Tag: Fusilli

Fusilli: pasta with salmon, peas and cream – Italian cuisine reinvented by Gordon Ramsay

Fusilli: pasta with salmon, peas and cream



A first course that takes advantage of an always successful combination, that between salmon and peas (often in a creamy version, as in the case of pappardelle with pea and salmon cream) but in this case the creaminess is given by another ingredient. THE salmon fusilli, peas and cream they are a recipe to use for a family lunch or a holiday dinner.

How to make salmon, peas and cream fusilli

It will be sufficient to cook the fusilli in salted water and prepare the sauce by cooking the peas, then combine everything with the salmon cut into thin slices and the cream. The result will be an exquisite dish that everyone really likes. Here’s how to prepare salmon fusilli, peas and cream.



Fusilli with ricotta and beetroot cream – Italian Cuisine

Misya.info


THE fusilli with ricotta and beetroot cream they are a dish that is not only good to eat, but too cute to look at. This dish is in fact also called pink pasta because of its color, as it is seasoned with a very simple ricotta cream (which you can also replace with philadelphia or another spreadable cheese) and beetroot: very simple, yes, but very scenographic precisely because of the pink color.
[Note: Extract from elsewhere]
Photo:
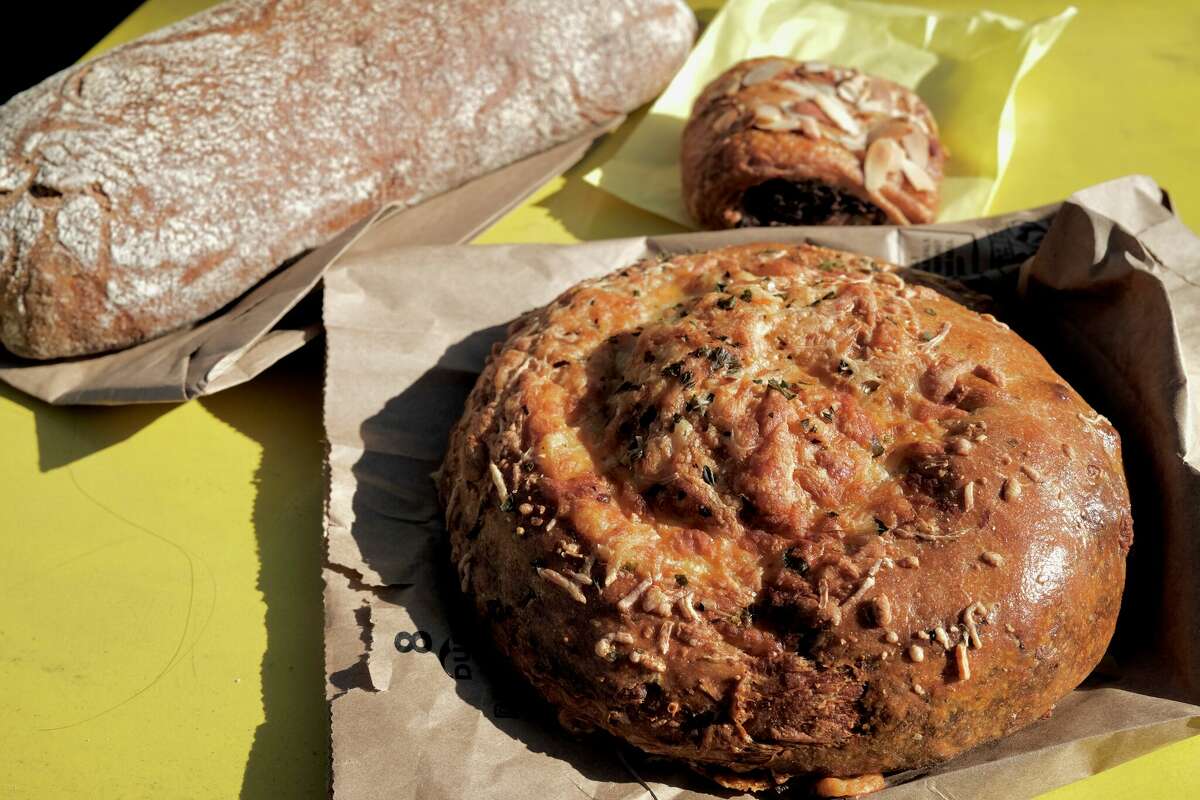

A super misyan dish, in short;)
PS: if you want you can complete the dish with a little fresh marjoram, as I did, but thyme or basil are also good; you can add some Parmesan cheese instead to intensify the flavor of the cream a little, if you want;)

Fusilli al ferretto – Recipe Fusilli al ferretto by – Italian Cuisine

»Fusilli al ferretto - Recipe Fusilli al ferretto by Misya


Prepare the dough, combining all the ingredients in a bowl and working by hand until you get a homogeneous dough, then let it rest, covered, for at least 30 minutes, in order to stretch the gluten mesh again.

Take the dough, remove some small pieces and form thin cords (between 0.5 and 1 cm), then cut them to a length of 7-8 cm (if you want you can make them even longer, but they will be more difficult to work).

Flour your underwire well (so that the dough does not stick to it) and, one at a time, create your fusilli by rolling them over in a spiral.

At this point, gently remove the underwire from inside the macarone.
As they are ready, place the fusilli on a floured tray.

Cook the homemade fusilli like any other type of pasta: in lightly salted boiling water, then drain it al dente.
You can dress them as you like: here you can see them with a tomato sauce with basil and lots of Parmesan.

The underwire fusilli are ready: cook them by draining them al dente and season them to taste.